In the present case, if there was a mistake on the part of the
It is idle to argue that the corporation perpetrated a fraud upon Coppes. The restriction was plainly written in the deed and he had a full opportunity of examining the deed before accepting it; this is not only proved, but Coppes admits that ■the deed was handed to him before he paid the purchase money: On this point, J. A. Coppes testified:-“I went there in the morning, the whole transaction I do not think was ten minutes. I asked him if the deed had come, and he said yes, and he said do you want to take it and have your lawyer look at it, and I said I guess the Keystone Paint and Filler Company is good for it, and I took the deed and gave him my check and walked out.

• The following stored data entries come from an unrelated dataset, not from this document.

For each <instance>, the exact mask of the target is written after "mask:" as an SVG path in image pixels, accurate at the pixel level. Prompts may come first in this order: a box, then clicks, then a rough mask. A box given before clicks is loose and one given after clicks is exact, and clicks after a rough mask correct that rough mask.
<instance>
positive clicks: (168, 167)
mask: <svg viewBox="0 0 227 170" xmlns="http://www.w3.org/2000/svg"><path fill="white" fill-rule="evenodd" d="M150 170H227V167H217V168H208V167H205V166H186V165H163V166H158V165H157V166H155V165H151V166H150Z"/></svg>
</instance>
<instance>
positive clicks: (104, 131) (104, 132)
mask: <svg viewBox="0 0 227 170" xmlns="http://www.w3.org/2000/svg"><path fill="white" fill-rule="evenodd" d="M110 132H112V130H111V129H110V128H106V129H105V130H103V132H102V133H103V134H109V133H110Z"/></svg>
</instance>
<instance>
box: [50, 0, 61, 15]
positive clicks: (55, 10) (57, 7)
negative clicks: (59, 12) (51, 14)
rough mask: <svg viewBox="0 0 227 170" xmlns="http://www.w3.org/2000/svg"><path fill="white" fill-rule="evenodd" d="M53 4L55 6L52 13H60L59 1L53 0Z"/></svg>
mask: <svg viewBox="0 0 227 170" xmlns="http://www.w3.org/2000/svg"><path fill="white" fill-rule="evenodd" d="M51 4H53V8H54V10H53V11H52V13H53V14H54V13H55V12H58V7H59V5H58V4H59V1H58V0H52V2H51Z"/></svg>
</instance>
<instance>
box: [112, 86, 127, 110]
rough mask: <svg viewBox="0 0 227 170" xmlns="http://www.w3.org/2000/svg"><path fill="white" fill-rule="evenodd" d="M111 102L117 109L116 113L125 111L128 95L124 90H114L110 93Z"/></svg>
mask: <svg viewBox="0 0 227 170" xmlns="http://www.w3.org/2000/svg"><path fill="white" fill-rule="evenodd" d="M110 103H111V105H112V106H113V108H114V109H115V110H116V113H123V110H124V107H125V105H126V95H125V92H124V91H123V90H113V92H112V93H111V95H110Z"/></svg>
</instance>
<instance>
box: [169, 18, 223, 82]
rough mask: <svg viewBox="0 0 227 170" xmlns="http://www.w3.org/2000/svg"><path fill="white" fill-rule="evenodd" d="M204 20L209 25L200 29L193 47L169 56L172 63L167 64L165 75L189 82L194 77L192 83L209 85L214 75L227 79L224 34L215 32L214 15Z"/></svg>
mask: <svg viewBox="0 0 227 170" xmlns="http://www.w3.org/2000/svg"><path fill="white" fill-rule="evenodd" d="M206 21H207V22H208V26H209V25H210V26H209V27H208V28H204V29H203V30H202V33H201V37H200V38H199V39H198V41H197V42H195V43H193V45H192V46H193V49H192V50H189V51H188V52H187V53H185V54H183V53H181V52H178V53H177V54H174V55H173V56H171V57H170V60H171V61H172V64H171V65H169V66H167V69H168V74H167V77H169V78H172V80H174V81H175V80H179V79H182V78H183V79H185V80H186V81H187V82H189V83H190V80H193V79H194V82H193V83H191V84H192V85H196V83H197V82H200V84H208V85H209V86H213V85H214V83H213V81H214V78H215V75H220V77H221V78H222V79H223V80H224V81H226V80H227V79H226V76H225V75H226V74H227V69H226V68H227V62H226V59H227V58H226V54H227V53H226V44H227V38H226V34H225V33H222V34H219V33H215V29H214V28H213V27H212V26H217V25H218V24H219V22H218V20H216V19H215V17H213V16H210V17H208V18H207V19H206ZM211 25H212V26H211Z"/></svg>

I do not know whether I had the deed opened — I might have.” On this point, Mr. Howard testified that Mr. Coppes took the deed to the window and opened it up for inspection. The testimony discloses that, so far as anybody representing the corporation knew, J. A. Coppes was purchasing the lot for himself, and, therefore, he was the only one to determine whether or not the deed was satisfactory. He was offered the opportunity to take the deed to his attorney for examination and it was handed to him for his own inspection. How, then, can it be said that there was any fraud or attempted fraud practiced upon him?
In Penna. R. R. Co. v. Shay, 82 Pa. 198, Mr. Justice Sharswood, p. 203, said: “If a party, who can read, will not read a deed put before him for execution; or if, being unable to read, will not demand to have it read or explained to him, he is guilty of supine negligence, which, I take it, is not the subject of protection, either in equity or at law.”